はじめに
定期的な「財産ドック」で、今ある資産と運用をチェックしよう
投資のリスクを抑えるには、分散投資が有効です。野球に例えると、個性の異なる9人のメンバーを揃えるようなものです。私の投資スタンスは、1番がセンター株式、2番がセカンドREIT、3番ショートが外貨預金、そして4番がサード不動産です。
なぜ不動産が4番かというと、4番バッターは試合を休まないこと、そしてピンチのときに助けてくれる選手であることが条件だからです。安定した家賃収入があれば、人生のピンチのときにも頼りになります。
日本には今、100歳を超えている人が約6万人います。これからは、もっと増えるでしょう。60歳を超えても、30年40年という長い老後が待っています。これだけ長い老後を支えなければならないのですから、収入源は多い方がいいことは明らかです。
老後の収入源としては、まず給料があります。最近は定年退職後も働き続けるのが一般的です。週に一度でもいいからなるべく長く働いて給与収入を得ましょう。そして第2の収入が年金、そして第3が、資産所得です。
仮にマンションを買って、ローンの返済が終わり、毎月家賃が20万円入るとします。毎月20万円入るということは、お金だけの問題ではありません。自分が自由に使える時間が手に入ることになります。

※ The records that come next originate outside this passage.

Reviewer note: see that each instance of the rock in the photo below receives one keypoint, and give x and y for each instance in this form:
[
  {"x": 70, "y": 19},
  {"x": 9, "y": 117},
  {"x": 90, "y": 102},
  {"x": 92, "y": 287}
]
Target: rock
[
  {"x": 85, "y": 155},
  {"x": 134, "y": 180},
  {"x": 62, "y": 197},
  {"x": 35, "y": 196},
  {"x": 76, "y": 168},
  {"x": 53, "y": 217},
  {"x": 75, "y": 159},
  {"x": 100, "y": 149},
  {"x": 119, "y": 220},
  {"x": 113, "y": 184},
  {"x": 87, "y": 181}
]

時給1,000円で10万円稼ぐには、月100時間働く必要があります。その100時間は拘束されているので、自分の時間とはいえません。しかし不動産を持つことで、人は自由な時間を獲得できます。このメリットは非常に大きいと思いませんか。
そのためには、長く付き合える会社から、長く付き合える物件を良い条件で買うことが必要です。不動産は、ハードはもちろん管理や出口戦略といったソフト面も重要なので、信頼できる会社をパートナーとして選ばなければなりません。
選ぶ物件も、なるべく新しい建築技術が採用されている新しい物件が安心です。海外のことわざに「我が家には安物を買うほど余裕がない」というのがあります。安普請を買って、あとで修繕費が高くついたり、価格が下落していくのは結果的に高い買物になってしまうということです。スタートが多少高くついても、良いものは長期で持てば割安となります。

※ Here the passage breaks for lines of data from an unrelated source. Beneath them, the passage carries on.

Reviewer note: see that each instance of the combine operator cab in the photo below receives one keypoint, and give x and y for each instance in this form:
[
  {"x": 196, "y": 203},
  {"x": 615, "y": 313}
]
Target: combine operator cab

皆さんの多くは、定期的に健康診断や人間ドックを受けているかと思います。最後に私から、年に一度の「財産ドック」をおすすめしたいと思います。自分が今、どのくらい資産を持ち、負債があるのか、その額と内容をチェックするのです。
そして、現在の年収などからどれくらいのローンを組む力があるのか、自分の経済力を定点観測し、客観視しましょう。必要があれば、優良資産と不良資産を入れ替えてください。こうした診断を通して今ある運用を吟味し、新しい投資へのチャレンジも検討していただければと思います。